Royal Academy of Arts, London Until 31 January 2010

Photographs of our blue planet, taken during the 1968 Apollo 8 lunar mission, transformed our grasp of its fragile equilibrium. In 2009, we need similarly defining images to galvanize interventions to mitigate climate change. Aiming to provide just that is the exhibition Earth: Art of a Changing World, organized by the Royal Academy of Arts in London in collaboration with Cape Farewell, a charity that encourages artists to engage with the science of climate change. It examines how the global-warming debate has influenced the practice of more than 30 international contemporary artists, some of whom have participated in Cape Farewell expeditions to the Arctic.

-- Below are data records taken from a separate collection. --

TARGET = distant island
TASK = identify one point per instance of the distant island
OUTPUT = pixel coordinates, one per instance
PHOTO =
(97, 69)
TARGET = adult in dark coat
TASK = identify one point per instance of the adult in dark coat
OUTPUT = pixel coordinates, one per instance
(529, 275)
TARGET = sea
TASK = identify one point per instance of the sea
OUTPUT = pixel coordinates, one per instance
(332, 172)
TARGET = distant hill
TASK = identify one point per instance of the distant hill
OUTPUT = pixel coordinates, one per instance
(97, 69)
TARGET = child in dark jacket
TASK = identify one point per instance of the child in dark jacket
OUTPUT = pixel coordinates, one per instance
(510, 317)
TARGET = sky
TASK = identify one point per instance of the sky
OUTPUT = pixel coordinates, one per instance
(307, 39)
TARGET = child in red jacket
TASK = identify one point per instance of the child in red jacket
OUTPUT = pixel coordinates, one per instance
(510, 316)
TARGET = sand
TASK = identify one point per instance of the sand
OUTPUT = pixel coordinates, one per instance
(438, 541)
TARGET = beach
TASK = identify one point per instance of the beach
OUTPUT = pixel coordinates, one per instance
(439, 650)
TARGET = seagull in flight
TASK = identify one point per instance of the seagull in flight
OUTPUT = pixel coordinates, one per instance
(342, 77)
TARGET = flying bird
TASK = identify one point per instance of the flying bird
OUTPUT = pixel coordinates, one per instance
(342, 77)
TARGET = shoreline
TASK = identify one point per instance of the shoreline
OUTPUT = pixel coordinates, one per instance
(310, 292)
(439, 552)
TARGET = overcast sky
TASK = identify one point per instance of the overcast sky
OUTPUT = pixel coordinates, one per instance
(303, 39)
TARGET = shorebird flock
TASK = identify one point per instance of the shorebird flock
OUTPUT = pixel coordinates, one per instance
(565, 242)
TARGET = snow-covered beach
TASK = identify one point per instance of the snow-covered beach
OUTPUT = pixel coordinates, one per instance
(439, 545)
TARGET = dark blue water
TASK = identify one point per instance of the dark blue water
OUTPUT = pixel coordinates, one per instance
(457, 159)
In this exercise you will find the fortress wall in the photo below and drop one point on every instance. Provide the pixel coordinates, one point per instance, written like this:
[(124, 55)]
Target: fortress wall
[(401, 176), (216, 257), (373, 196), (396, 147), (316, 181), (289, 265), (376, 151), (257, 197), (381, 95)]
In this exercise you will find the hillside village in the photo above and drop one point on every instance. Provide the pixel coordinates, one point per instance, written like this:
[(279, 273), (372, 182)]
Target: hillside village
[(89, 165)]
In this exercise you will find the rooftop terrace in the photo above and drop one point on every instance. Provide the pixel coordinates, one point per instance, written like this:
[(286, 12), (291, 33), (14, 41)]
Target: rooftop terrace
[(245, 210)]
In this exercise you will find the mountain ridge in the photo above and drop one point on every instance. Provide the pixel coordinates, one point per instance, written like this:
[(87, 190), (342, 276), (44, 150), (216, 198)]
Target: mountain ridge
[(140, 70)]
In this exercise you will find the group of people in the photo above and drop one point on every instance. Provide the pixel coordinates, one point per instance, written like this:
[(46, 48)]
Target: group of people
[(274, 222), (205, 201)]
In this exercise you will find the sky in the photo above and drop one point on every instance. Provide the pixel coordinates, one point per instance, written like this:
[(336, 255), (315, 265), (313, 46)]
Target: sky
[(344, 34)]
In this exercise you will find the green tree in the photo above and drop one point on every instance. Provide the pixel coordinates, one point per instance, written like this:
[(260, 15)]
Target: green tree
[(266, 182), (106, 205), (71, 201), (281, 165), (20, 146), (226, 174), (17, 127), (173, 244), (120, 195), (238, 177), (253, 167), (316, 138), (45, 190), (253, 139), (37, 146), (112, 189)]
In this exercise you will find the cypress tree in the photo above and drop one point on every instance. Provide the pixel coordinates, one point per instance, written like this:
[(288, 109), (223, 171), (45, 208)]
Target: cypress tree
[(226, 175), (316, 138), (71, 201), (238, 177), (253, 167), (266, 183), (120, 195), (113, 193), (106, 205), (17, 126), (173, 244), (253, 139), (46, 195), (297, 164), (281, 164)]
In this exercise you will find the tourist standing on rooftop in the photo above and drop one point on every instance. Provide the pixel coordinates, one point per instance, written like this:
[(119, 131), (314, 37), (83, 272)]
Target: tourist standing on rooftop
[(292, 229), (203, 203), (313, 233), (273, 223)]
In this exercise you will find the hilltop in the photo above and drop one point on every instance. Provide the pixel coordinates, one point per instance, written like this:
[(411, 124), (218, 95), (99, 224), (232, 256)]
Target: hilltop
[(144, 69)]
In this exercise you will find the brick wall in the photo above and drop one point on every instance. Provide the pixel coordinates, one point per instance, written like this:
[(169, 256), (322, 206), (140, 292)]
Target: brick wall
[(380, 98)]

On entering the exhibition — aptly on show in the building formerly occupied by the now defunct Museum of Mankind — visitors are confronted by the UK sculptor Antony Gormley's Amazonian Field (1992), which comprises 15,000 fired clay figures with questioning expressions. “I wanted to make a work about our collective future and our responsibility for it,” Gormley has said of his sculpture, hand-modelled by people living in the Amazon basin. In contrast to this cooperative work, the Palestinian sculptor Mona Hatoum's Hot Spot (2006) alludes to human conflicts at contested borders. A skeletal globe is tilted at the same angle as Earth, its stainless steel latitudes and longitudes supporting continents outlined in glowing neon tubes. Hot Spot hints at the increasing global unrest that could be caused by water shortages resulting from climate change.

Mona Hatoum's Hot Spot globe. Credit: K. WIGGLESWORTH/AP

Also on show is the work of the UK artists Heather Ackroyd and Dan Harvey, participants in several Cape Farewell expeditions. As part of their ongoing project, Beuys' Acorns (started in 2007), they have planted young oak saplings — grown from acorns collected from trees planted by the pioneering German ecological artist Joseph Beuys in 1982 — on the portico outside the exhibition. Growing more trees, rather than felling the world's forests, is their symbolic and optimistic act in the face of justifiable pessimism about climate change.

“We have come to this ship in a frozen fjord to think about the ways we might communicate our concerns about climate change to a wider public,” said UK writer Ian McEwan of the purpose of his and other artists' 2005 Cape Farewell expedition. His latest novel, to be published next year, deals with climate change. For now, his text The Hot Breath of Our Civilisation (2005), is exhibited on the gallery wall as a scrolling display. It provides an epilogue to the exhibition: “Are we at the beginning of an unprecedented era of international cooperation, or are we living in an Edwardian summer of reckless denial? Is this the beginning, or the beginning of the end?”